Which Segment of Analytics Space Can Drive the Best Customer Experience?

By D. Daniel Ziv, VP Customer Analytics, Verint

The way to maximize your invest­ment in analytics technology is based on how well you leverage your data and insights to make bet­ter decisions and take more effec­tive actions. Most successful ana­lytics projects combine several different analytics disciplines including descriptive, predictive and prescriptive analytics.

These are defined as follows:

Descriptive Analytics - enables analytics users within an enterprise to query data integrated from multiple applications to create reports, dash­boards, or aggregated data that firms access via applications either directly or through APIs.

Predictive Analytics - is about creating predictive models that can predict an outcome with a sig­nificant probability of accuracy.

Prescriptive Analytics- is a combination of analyt­ics, math, experiments, simulation, and/or artifi­cial intelligence used to improve the effectiveness of decisions made by humans or by decision logic embedded in applications.

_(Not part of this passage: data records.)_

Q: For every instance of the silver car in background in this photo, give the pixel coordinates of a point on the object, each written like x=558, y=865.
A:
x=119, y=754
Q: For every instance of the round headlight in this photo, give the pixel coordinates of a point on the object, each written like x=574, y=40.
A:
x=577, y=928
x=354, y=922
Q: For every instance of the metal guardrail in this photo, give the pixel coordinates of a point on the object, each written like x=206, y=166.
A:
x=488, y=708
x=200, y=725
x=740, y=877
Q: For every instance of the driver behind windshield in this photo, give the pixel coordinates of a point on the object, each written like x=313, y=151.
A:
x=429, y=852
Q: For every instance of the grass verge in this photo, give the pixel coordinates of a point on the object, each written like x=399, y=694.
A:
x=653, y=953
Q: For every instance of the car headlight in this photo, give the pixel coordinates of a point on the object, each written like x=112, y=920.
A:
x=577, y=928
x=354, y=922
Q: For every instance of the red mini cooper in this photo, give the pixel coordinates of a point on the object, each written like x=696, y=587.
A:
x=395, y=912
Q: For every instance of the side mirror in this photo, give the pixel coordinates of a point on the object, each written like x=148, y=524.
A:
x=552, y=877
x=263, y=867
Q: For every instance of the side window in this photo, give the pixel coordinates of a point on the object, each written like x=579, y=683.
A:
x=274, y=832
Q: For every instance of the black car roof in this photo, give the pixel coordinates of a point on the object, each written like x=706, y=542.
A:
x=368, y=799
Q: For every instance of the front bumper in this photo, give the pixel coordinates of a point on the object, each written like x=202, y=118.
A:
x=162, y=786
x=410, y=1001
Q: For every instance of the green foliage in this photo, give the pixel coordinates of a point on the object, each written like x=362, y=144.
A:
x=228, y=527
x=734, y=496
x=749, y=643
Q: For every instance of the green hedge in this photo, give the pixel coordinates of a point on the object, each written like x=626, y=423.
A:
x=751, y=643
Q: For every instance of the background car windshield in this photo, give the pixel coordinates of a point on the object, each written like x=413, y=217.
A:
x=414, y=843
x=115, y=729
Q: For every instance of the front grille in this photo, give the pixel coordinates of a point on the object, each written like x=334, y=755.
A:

The most effective mix and balance be­tween these different types of analytics is usu­ally dependent on the task, available data, pre-existing knowledge and environment. To help explain further, let’s look at a how one or­ganization made steps toward delivering better customer experience

(Prescriptive Analytics: The Black Belt Of Digital Decisions Build The Last Mile Of Insights-To-Action To Finally Get Value From Investments In Data And Ana­lytics, Forrester, Mike Gualtieri, January 10, 2017)

Putting Analytics to Work—A Customer Example

NPS or Net Promoter Score - is used by many organizations to meas­ure customer experi­ence and advocacy and compare organizations with their peers. With goal in mind, organization should strive to go beyond just measuring their NPS score and use additional forms of analytics to better under­stand how they can impact and improve their overall customer ex­perience. That is exactly how First­source - a large business process outsourcer based in India - looked at the challenge.

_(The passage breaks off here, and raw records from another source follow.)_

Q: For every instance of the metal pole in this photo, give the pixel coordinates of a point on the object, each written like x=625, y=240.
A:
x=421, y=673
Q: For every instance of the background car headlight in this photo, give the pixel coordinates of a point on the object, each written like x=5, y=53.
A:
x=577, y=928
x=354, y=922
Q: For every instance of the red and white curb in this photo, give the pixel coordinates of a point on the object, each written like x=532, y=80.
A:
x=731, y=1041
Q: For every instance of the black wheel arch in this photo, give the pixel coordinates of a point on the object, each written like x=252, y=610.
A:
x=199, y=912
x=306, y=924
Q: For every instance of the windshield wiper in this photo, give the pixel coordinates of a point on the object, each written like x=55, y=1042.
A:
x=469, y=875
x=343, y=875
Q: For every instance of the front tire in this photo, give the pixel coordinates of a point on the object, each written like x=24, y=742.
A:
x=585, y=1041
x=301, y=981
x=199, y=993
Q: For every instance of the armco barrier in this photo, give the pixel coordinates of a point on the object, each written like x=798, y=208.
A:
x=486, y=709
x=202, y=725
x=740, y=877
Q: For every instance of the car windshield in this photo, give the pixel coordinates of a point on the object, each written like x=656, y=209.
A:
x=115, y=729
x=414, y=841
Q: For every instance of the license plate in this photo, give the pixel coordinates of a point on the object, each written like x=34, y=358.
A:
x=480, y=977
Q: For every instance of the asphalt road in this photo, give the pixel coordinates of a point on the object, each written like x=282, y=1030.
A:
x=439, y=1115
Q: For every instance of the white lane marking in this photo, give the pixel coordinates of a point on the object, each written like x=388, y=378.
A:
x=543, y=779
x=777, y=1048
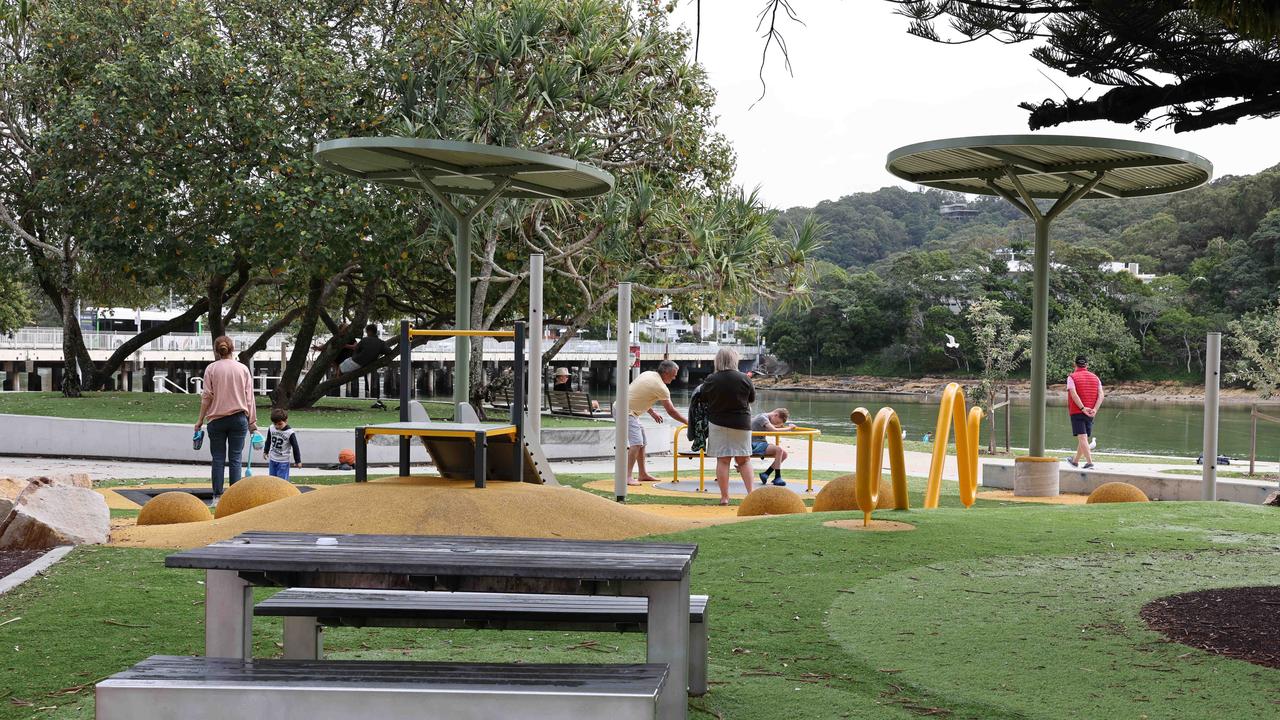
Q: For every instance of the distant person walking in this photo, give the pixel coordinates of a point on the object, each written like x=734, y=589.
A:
x=1083, y=399
x=643, y=393
x=228, y=405
x=764, y=422
x=730, y=395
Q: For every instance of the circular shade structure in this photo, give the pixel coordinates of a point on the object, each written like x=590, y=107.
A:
x=444, y=168
x=1024, y=168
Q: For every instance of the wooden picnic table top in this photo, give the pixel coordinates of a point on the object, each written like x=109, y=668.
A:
x=460, y=556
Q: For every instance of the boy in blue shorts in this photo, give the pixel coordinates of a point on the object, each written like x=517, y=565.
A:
x=282, y=442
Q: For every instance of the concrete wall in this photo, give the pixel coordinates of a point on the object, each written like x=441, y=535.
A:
x=59, y=437
x=1157, y=487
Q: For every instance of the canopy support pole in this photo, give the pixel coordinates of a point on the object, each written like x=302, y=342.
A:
x=1040, y=292
x=462, y=270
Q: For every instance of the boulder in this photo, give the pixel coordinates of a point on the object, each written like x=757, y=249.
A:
x=53, y=514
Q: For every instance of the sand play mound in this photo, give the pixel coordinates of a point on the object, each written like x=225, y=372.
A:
x=430, y=506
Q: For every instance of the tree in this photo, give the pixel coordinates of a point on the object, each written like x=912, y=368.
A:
x=999, y=347
x=1191, y=64
x=1256, y=338
x=1098, y=333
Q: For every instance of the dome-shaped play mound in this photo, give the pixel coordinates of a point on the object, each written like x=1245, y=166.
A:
x=174, y=507
x=423, y=506
x=1116, y=492
x=251, y=492
x=771, y=500
x=839, y=495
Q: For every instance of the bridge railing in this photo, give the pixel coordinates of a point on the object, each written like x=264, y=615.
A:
x=51, y=338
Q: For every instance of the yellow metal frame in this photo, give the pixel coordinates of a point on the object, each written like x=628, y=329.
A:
x=872, y=436
x=702, y=455
x=461, y=333
x=968, y=425
x=424, y=432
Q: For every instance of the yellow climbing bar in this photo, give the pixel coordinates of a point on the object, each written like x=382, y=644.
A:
x=461, y=333
x=967, y=424
x=872, y=436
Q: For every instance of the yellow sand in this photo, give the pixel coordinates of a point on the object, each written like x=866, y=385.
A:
x=876, y=527
x=423, y=506
x=1008, y=495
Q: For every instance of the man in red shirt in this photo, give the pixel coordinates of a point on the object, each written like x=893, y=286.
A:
x=1083, y=397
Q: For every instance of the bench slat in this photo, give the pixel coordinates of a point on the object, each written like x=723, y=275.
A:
x=464, y=605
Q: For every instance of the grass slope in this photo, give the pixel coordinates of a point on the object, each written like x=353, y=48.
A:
x=1008, y=613
x=172, y=408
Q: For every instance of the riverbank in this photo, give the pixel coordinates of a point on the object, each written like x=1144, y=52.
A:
x=1150, y=391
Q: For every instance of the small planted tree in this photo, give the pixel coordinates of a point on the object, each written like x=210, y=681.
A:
x=1256, y=338
x=999, y=349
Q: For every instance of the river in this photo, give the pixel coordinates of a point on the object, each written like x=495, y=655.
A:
x=1123, y=425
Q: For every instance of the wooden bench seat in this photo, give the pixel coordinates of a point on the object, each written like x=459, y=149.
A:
x=215, y=688
x=575, y=402
x=307, y=610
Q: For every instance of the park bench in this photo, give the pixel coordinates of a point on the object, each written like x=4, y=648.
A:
x=214, y=688
x=307, y=610
x=576, y=402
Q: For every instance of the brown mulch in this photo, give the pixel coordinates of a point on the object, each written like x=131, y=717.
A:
x=13, y=560
x=1242, y=623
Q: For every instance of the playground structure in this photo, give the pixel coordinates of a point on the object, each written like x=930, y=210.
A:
x=872, y=436
x=470, y=451
x=810, y=433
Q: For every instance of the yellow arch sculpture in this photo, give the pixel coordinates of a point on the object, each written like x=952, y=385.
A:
x=871, y=459
x=967, y=425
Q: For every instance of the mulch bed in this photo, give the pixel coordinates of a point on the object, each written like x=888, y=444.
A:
x=1242, y=623
x=13, y=560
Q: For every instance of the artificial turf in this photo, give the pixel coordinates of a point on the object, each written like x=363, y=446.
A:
x=996, y=611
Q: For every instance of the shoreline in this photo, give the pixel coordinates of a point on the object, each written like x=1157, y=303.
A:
x=1142, y=391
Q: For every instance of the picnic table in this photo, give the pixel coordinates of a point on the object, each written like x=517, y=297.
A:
x=658, y=572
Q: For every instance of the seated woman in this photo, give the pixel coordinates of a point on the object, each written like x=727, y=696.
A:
x=775, y=420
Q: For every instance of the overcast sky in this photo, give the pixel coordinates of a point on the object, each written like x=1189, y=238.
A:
x=863, y=87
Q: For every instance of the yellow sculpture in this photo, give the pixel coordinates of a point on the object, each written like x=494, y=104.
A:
x=871, y=459
x=872, y=437
x=967, y=425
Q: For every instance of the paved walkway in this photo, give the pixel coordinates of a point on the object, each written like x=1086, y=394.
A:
x=827, y=456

The organization learned that its NPS surveys had a response rate of only 2-5 percent and didn’t provide enough actionable insight to inform decisions and actions. With this data in hand, it decided to dive deeper and apply analytics on all the data that was available, including those from recorded customer calls and textual interactions, including free-form survey comments.

This descriptive analytics exer­cise provided rich insight for un­derstanding the key drivers of cus­tomer dissatisfaction. The insights identified various process improve­ments that led to a $400,000 re­duction in unnecessary callbacks, another $400,000 improvement in self-service efficiencies on its IVR and additional $300,000 saved by improving web self-service. This effort also had a significant posi­tive impact on their NPS score and customer satisfaction.

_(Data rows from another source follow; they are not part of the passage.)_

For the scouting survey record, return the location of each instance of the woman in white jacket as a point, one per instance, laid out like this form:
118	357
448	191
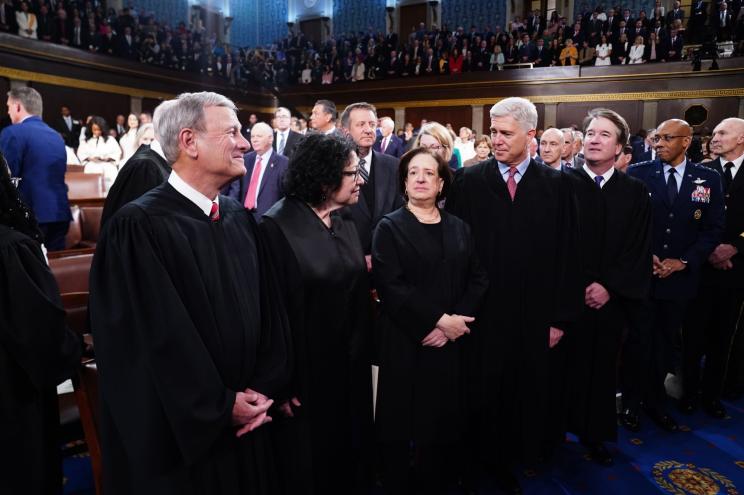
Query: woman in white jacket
636	51
128	141
100	153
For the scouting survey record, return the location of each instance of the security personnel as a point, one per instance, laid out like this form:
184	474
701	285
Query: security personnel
688	220
711	324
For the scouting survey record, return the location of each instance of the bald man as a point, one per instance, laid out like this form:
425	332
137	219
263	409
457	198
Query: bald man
688	221
551	147
261	186
714	314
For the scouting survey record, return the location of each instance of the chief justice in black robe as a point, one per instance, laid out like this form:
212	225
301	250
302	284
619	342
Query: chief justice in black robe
145	170
187	324
324	442
37	352
528	246
615	220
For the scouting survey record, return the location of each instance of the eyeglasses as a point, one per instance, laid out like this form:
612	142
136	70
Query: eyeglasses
355	174
666	138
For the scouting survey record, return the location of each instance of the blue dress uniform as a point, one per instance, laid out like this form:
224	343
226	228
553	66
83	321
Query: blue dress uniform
688	229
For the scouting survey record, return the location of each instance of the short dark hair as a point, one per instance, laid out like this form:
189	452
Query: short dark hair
346	114
443	170
328	107
316	165
621	126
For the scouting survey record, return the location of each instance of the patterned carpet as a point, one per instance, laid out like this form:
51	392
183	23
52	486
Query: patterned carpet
705	458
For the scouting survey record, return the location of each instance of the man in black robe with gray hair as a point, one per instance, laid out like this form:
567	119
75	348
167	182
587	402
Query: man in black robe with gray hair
191	337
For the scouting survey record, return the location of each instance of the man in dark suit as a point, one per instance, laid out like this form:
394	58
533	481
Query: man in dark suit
36	154
387	142
379	195
261	186
286	139
711	324
688	220
69	127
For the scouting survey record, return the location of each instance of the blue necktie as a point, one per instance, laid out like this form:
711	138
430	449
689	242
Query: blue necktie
672	186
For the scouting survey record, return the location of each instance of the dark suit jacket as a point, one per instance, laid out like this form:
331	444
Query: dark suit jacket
271	189
387	199
733	232
395	148
36	153
687	229
292	139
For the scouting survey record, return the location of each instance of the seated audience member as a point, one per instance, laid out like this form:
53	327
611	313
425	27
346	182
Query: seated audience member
426	307
551	147
26	21
483	149
437	139
144	170
319	259
127	141
635	55
185	371
36	155
262	185
38	351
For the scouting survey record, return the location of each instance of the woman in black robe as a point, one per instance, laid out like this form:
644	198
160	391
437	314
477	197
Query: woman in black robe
324	439
427	275
37	352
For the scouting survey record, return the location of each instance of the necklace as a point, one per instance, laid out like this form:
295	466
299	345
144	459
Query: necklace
434	218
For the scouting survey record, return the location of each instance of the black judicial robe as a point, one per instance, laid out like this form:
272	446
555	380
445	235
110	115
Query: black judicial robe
419	391
615	235
326	447
528	248
37	352
142	172
184	315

The organization then leveraged what it had learned from the descrip­tive analytics exercise to go a step further into a predictive analytics experiment. With the low response rate on their NPS surveys, it was concerned that there may be many others within the 95 percent of cus­tomers who didn’t respond to any NPS survey that could be detractors or even ‘super detractors’. Super de­tractors are likely to have a signifi­cant negative impact on the overall brand by influencing others to leave or disengage from the company’s products or services.

Firstsource lever­aged the rich un­structured data from recorded customer phone calls mined and c a t e g or i z e d with speech analytics, and combined it with a sample of up to 5,000 NPS survey records. The organization then built a model that could pre­dict whether or not a customer is likely to be a super detractor, based on the content of previous phone interactions - even if they never re­sponded to a survey. To extend the effort, the company explored dif­ferent models, which combined ad­ditional structured CRM data and were surprised to find that the call transcription based model of cus­tomer calls yielded the best results. Negative emotions expressed in the calls, promised callbacks and multi­ple repeat interactions were some of the critical elements identified in the call content that helped accurately predict whether or not somebody would become a super detractor.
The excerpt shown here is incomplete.